South Korea could be heading for its ‘Demographic Cliff’ after 2018

Posted on : 2015-06-20 09:30 KST Modified on : 2019-10-19 20:29 KST
In a few years the age group with the highest spending habits will begin to shrink, hurting consumption
 ages 45~49
ages 45~49

“The Demographic Cliff,” a 2014 book by the world-renowned economic forecaster Harry Dent, estimates that households with heads aged between 45 and 49 spend the most money for an average family with a yearly income of US$37,500. The number comes from Dent’s empirical analysis of spending trends by age group for some 600 categories, including housing, automobiles, and family.
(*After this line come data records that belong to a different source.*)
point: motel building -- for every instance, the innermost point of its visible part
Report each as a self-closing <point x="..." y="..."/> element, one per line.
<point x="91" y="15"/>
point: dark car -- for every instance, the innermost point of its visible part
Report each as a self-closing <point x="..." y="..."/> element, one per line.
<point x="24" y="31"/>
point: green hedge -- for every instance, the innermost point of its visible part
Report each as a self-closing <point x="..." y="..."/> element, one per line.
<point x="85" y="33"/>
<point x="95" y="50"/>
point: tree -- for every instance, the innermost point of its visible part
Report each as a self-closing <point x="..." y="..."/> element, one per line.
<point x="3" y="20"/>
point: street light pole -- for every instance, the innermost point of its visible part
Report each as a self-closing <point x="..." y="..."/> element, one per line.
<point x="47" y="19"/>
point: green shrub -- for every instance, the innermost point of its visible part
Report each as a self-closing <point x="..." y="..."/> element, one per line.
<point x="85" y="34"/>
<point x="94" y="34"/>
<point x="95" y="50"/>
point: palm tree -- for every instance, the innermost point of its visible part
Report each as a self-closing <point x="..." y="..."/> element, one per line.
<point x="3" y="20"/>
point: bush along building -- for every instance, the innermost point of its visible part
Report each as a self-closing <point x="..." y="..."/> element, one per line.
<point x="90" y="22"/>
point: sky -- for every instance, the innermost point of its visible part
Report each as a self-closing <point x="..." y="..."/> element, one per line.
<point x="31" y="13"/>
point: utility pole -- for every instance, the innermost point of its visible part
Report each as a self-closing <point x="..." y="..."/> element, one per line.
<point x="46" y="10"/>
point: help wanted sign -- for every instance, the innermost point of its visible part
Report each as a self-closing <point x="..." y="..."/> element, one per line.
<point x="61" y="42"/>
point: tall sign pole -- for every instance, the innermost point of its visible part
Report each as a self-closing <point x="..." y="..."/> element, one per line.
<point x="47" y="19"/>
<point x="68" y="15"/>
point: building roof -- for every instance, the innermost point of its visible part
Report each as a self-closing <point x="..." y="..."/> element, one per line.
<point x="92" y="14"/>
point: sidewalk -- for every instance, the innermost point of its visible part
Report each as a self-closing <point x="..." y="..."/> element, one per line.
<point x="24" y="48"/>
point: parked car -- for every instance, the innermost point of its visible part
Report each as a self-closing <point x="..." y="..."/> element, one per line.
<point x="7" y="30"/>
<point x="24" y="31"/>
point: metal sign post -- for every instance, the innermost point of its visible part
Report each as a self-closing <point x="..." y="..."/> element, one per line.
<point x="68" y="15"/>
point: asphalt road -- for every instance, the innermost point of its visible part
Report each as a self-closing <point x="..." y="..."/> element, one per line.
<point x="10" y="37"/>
Dent also wrote that average propensity to consume was highest at age 46 for the head of a typical US family in 2007.

Dent’s focus is on predicting future trends for prices in real estate, stocks, and general commodities, with a focus on two indicators: population structure changes and consumption trends. The term “demographic cliff” refers to the sharp drop in consumption that is expected to come when fewer heads of household fall in the peak 45-49 age group.

Noting the total population of specific “peak consumption” age groups along the life cycle, Dent used population estimates from the OECD to calculate a peak consumption age of 47 for South Koreans. Dent’s warning is that South Korean consumption will reach a peak between 2010 and 2018, and the country can expect to face its own demographic cliff after 2018, when the population of the age group accounting for the most spending begins to decline.

A demographic cliff leads to a consumption cliff - as the US and Japan have already learned from experience. The US consumption peak came in the years 2003 to 2007, just before the global financial crisis struck. For Japan, the period came between 1989 and 1996. Plummeting consumption in the wake of the demographic cliff was an important factor in both Japan’s long-term downturn since 1989 and the global crisis that erupted in the US in 2008.

What is the situation for South Korea’s population aged 45 to 49, which is said to provide the gauge for future prices in housing and commodities? According to a 2010 population forecast by Statistics Korea, the age group, which consisted of 977,700 people in 1960, can be expected to continue its rise until 2018, at which point it will begin to fall sharply - the demographic cliff. The population is expected to hit 4.22 million this year, up from 2.92 million in 2000. By 2018, it is predicted to peak at 4.36 million before beginning its decline: to 4.31 million in 2019 and 4.22 million in 2020, and below the four-million mark to 3.96 million by 2022.

The consumption cliff that could perhaps arrive with the demographic cliff around 2018. The KB Financial Group Research Institute conducted an analysis on census, housing, and land price data from the US and Japan, concluding that their so-called “twin peaks generations” - the people in their forties and fifties with the most financial and real estate assets in the population - hit their peak in the mid-’90s for the former and 1993 in the latter, when the continued rise in housing prices gave way to a decline. The institute also predicted declining real estate prices for South Korea after its twin peaks generations reach a high of 33%.

“Past data suggest that income is a variable with a large impact on housing prices, but age group demographics have a continuous influence structurally,” said Korea Development Institute research fellow Song In-ho.

“It’s very likely that the steep rate of decline in the population aged 45 to 49 with the highest house purchasing ability will be a shock to the real estate market,” Song predicted.